Sejumlah agenda strategis itu misalnya menciptakan lingkungan sehat yang berakses air bersih. PDAM ikut diberdayakan. Menambah sarana sanitasi melalui peningkatan kesadaran mayarakat tentang konsekuensi BAB sembarang. Apalagi biasanya masyarakat berat mengeluarkan uang untuk kegiatan komunal yang dianggap kurang bermanfaat bagi diri dan keluarganya. Di sinilah peran akademisi dalam memberikan penyuluhan. Sebab, resistensi masyarakat terhadap akademisi, terutama mahasiswa, lebih rendah daripada kepada aparatur dinas pemerintah. Berdayakan mahasiswa. Jadikan mereka duta sanitasi lingkungan. Sekaligus sebagai agen untuk mengembangkan kepemimpinan di masyarakat. Memicu perubahan perilaku masyarakat dan mengembangkan sistem penghargaan kepada  masyarakat yang peduli sanitasi.

Sanitasi 4.0
Istilah sanitasi mungkin masih janggal bagi masyarakat. Apalagi diembel-embeli 4.0. Ini tidak latah. Tapi betul-betul untuk meluaskan pengetahuan dan ilmu masyarakat. Caranya dengan memanfaatkan media sosial Facebook, WA, blog, website, Instagram. Akan dengan mudah program pemerintah tersebar dengan biaya murah dan cepat. Malah bisa gratis. Mahasiswa pasti senang sharing foto kegiatannya. Inilah Sanitasi 4.0 itu. Apalagi Menteri Pendidikan dan Kebudayaan sekarang antusias di bidang internet. GoSan: Go Sanitation. Tinggal menunggu aksi pemerintah kota menuju solusi sanitasi 2020.

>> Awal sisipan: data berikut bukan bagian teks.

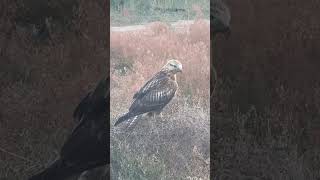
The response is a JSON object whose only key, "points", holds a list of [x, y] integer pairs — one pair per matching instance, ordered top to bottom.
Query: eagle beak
{"points": [[180, 68]]}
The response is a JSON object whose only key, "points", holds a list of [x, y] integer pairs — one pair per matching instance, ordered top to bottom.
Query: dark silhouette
{"points": [[220, 17], [87, 146]]}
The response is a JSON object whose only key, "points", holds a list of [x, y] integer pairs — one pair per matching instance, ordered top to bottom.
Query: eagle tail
{"points": [[123, 118]]}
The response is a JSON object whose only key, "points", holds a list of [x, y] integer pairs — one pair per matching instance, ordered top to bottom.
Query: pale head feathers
{"points": [[173, 66]]}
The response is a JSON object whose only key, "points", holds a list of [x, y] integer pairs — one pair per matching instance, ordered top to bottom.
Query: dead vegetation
{"points": [[177, 146]]}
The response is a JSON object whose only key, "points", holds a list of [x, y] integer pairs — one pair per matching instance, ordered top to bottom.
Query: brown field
{"points": [[178, 147]]}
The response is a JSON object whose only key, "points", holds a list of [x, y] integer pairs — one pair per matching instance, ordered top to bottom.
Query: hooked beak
{"points": [[180, 68]]}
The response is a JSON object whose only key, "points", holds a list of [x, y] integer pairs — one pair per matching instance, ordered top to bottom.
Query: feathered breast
{"points": [[155, 94]]}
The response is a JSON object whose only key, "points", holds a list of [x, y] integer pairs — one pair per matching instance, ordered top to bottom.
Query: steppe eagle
{"points": [[156, 93]]}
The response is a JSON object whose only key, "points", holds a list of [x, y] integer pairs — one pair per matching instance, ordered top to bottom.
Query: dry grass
{"points": [[41, 83], [178, 147]]}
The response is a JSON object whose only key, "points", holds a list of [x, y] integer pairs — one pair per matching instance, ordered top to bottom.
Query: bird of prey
{"points": [[220, 17], [156, 93], [87, 146]]}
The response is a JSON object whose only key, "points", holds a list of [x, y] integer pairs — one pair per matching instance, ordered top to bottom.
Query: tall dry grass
{"points": [[177, 146]]}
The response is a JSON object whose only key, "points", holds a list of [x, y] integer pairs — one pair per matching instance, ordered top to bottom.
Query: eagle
{"points": [[155, 94], [87, 145]]}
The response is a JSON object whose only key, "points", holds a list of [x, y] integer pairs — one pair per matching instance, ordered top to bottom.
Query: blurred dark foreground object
{"points": [[220, 17], [87, 146]]}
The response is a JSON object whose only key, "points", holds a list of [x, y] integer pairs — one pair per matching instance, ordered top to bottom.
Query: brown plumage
{"points": [[156, 93]]}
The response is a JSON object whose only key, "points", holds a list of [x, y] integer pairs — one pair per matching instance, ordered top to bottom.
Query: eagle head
{"points": [[173, 66]]}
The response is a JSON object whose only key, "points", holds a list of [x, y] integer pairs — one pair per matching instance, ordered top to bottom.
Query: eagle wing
{"points": [[154, 95]]}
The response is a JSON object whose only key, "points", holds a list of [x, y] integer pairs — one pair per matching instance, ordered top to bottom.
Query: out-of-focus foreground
{"points": [[44, 75], [266, 105], [176, 147]]}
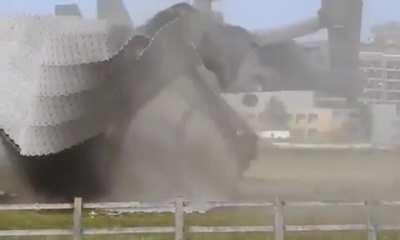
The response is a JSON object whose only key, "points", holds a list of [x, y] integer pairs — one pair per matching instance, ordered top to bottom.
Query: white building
{"points": [[383, 77], [305, 118], [385, 126]]}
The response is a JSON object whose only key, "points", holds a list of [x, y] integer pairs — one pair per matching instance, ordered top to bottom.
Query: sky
{"points": [[251, 14]]}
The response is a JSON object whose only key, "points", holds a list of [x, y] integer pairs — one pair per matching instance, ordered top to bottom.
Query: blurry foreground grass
{"points": [[219, 217]]}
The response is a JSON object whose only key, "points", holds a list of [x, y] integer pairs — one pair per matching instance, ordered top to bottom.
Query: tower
{"points": [[203, 5], [114, 11]]}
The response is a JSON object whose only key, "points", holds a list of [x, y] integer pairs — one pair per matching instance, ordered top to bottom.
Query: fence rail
{"points": [[179, 208]]}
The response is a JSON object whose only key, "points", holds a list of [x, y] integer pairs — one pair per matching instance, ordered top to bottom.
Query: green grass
{"points": [[220, 217]]}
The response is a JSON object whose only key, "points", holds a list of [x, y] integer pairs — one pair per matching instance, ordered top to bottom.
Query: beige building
{"points": [[383, 77], [304, 118]]}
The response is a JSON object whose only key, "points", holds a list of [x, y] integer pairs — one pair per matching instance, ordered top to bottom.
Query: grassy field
{"points": [[305, 175], [217, 217]]}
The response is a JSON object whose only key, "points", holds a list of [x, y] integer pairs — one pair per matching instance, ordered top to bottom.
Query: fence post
{"points": [[179, 218], [77, 220], [279, 224], [372, 228]]}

Mahasiswa dan masyarakat pasti mendukung. Mereka akan berupaya membuat solusi sendiri kalau dampaknya dirasakan positif. Tidak akan ada lagi kendala investasi dalam pelaksanaan STBM di bidang air minum dan sanitasi. Malah mahasiswa bisa memberikan advokasi untuk masyarakat miskin kota sekaligus meningkatkan pendidikan berperilaku sehat. Dibantu oleh mahasiswa, tahun 2020 bisa dijadikan tumpuan untuk meloncat yang lebih tinggi sehingga catatan sanitasi pada akhir tahun 2020 nanti jauh lebih baik daripada tahun 2019.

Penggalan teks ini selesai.